According to Courthouse News, U.S. District Judge Joseph Spero ruled Tuesday that Nestlé and Hershey were not violating California’s Consumer Legal Remedies Act and the state’s unfair competition and false advertising laws by not disclosing labor uses in its supply chain on chocolate product labels.

“There are countless issues that may be legitimately important to many customers, and the courts are not suited to determine which should occupy the limited surface area of a chocolate wrapper,” Spero wrote in a pair of identical rulings related to two class actions against Nestlé and Hershey.

In 2015, Elaine McCoy sued Nestle and Laura Dana sued Hershey charging the food companies failed to disclose they make their candies using cocoa beans harvested by child slaves.A third class action was filed by a customer against Mars. His appeal of U.S. District Judge Richard Seeborg's dismissal is pending in the Ninth Circuit Court of Appeals.
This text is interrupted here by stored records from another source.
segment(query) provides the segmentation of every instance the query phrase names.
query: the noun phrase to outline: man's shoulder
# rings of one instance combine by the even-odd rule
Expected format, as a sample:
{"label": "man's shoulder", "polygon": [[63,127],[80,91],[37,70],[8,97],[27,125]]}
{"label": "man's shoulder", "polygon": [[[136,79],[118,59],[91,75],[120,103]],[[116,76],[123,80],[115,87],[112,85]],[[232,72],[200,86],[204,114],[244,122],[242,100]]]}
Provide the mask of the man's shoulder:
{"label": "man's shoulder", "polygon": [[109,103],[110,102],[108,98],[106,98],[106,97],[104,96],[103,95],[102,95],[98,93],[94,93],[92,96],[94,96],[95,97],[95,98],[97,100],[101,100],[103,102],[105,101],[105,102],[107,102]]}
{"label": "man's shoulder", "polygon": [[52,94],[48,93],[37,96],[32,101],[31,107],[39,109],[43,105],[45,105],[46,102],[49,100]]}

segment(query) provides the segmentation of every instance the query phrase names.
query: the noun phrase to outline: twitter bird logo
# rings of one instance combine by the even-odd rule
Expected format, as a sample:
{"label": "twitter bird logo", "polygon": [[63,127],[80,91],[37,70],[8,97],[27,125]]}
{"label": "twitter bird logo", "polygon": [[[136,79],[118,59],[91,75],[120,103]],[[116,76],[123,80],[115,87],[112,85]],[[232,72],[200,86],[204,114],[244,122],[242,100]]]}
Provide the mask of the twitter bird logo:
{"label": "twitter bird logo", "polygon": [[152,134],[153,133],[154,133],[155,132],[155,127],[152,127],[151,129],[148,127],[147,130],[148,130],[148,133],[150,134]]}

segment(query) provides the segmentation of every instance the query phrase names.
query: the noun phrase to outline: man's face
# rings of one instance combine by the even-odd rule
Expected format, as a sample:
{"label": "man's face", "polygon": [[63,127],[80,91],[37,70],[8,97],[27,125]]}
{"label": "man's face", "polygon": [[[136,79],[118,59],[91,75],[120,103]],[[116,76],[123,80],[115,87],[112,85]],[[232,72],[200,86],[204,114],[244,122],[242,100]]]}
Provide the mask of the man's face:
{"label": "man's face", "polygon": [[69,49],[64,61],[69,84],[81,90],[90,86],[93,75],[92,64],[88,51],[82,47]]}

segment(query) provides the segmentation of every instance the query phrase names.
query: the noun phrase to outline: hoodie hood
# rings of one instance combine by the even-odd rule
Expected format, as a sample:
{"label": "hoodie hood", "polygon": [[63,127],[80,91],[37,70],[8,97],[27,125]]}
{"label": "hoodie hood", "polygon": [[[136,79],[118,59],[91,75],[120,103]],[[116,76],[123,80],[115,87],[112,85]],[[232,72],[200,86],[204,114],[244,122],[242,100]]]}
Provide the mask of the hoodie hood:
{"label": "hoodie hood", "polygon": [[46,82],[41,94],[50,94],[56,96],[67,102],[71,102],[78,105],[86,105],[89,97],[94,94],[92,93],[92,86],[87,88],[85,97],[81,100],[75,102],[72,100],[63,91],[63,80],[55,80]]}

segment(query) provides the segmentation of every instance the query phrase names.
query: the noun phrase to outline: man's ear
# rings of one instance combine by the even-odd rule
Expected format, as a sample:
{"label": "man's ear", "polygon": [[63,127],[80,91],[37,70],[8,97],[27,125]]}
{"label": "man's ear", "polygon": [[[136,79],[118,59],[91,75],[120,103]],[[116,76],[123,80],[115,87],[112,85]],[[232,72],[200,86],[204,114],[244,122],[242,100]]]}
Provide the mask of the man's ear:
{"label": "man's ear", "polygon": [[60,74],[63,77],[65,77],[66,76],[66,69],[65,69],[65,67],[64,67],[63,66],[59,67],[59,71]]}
Forced-labor plantations in Ivory Coast, which use some children either sold or kidnapped as workers, to produce cocoa, have come under fire by human rights groups.  According to a Tulane University study cited in the complaints, children are held against their will on isolated farms, locked away at night, threatened with beatings and forced to work long hours.

Spero referenced Seeborg's Hodsdon ruling in dismissing the actions, writing, "A duty to disclose under California law does not extend to all 'information [that] may persuade a consumer to make different purchasing decisions."